An island in a glass: The Hearach Batch 12
Time plays tricks on you when a new distillery starts up. It opens, then often does the gin thing while laying the whisky down. Meanwhile you wait and watch and, if lucky, have a wee sample every so often to see how things are getting on. But time drags. Fingers and feet tap. Three years seems a long time, then it stretches to four, then five.
Behind the scenes it’s planning – bottle design, distribution, positioning, laying down more stock, finding the right blend of casks. Frantic paddling. Then, almost at the point where you’ve forgotten, the first bottling is there, complete, new, shining with the optimism of youth. Time speeds up. Suddenly it’s a year later and a sample is delivered. ‘Batch 12’ it says. Can that be possible?
But time does funny things on the Western Isles. Life works to a different rhythm. The work will get done and it will take the time that is required to do it. It’s not slow, or mañana, it’s being considered: having the space to speak and listen, to chat and watch. It’s patience, that unknown quality for we urbanites, but a vitally important quality when it comes to whisky.
The Hearach might have gone through 12 batches in a year, but they’ve all been considered. This aspect of time also manifests itself in this batch’s delivery. Not just by being a reflection of maturation, but in the way it moves in the mouth. It too seems to reflect the island’s pace. The way it thickens in the middle of the tongue, slow, soft almost oily. Yellow fruit syrups.
There’s more weight than in the first batches, it seems relaxed, more comfortable in its own skin. There’s a completeness to the experience, a cohesion to its parts.
This idea that a whisky reflects its location is an alluring one. It’s akin to blind tasting where the natural response is to think of what the answer is and then fit everything into that guess, even if it isn’t there. Smoke appears out of nowhere, sherry casks manifest themselves out of thin air.
We all know the key is keeping your mind blank and letting the whisky come to you, but we’re all lazy by nature. We call on memories and stories and pictures to influence our interpretation. Seeing things as they are runs counter to our way of interpreting the world.
You want The Hearach to be a distillation of that remarkable island, and no matter how hard I try to blank those pictures from my mind, I can’t. It’s what it is.
I can’t forget those days on its west coast where sunshine can make the beaches seem Caribbean (Harribean?) before rain sweeps in and turns the green turquoise and yellow, into purple and black and then, equally suddenly, back again.

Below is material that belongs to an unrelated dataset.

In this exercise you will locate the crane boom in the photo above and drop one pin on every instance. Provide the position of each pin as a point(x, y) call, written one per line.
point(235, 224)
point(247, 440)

There is that interplay in this glass, the brightness of the nose, the yellow fruits, the scent of machair, hot sand, a hint of almond. It’s there is the light smoke carried on a fresh sea breeze. The smoke in this batch seems more integrated, commenting, nudging, accenting. It’s an outdoor dram to be taken, ideally, while sheltering on the dunes beside a slow, lazy sea. It’s sweet yet with enough spice to tingle the end. It is Harris’ west coast.
When I was last there, the distillery’s storyteller Mike Donald took me for a drive and at one point we wondered whether you could do geological whiskies here. Harris has two sides, the fertile machair of the west and the knuckled gneiss of the east. The Hearach reflects the west – but what could a metamorphic whisky be like? That’s for another day maybe. What matters is that you try to get your hands on Batch 12… or given the apparent speed of sales Batch 13… This is a great dram which will stand the testings of time.
PS You may notice no scores or stars. If it’s reviewed, it’s good.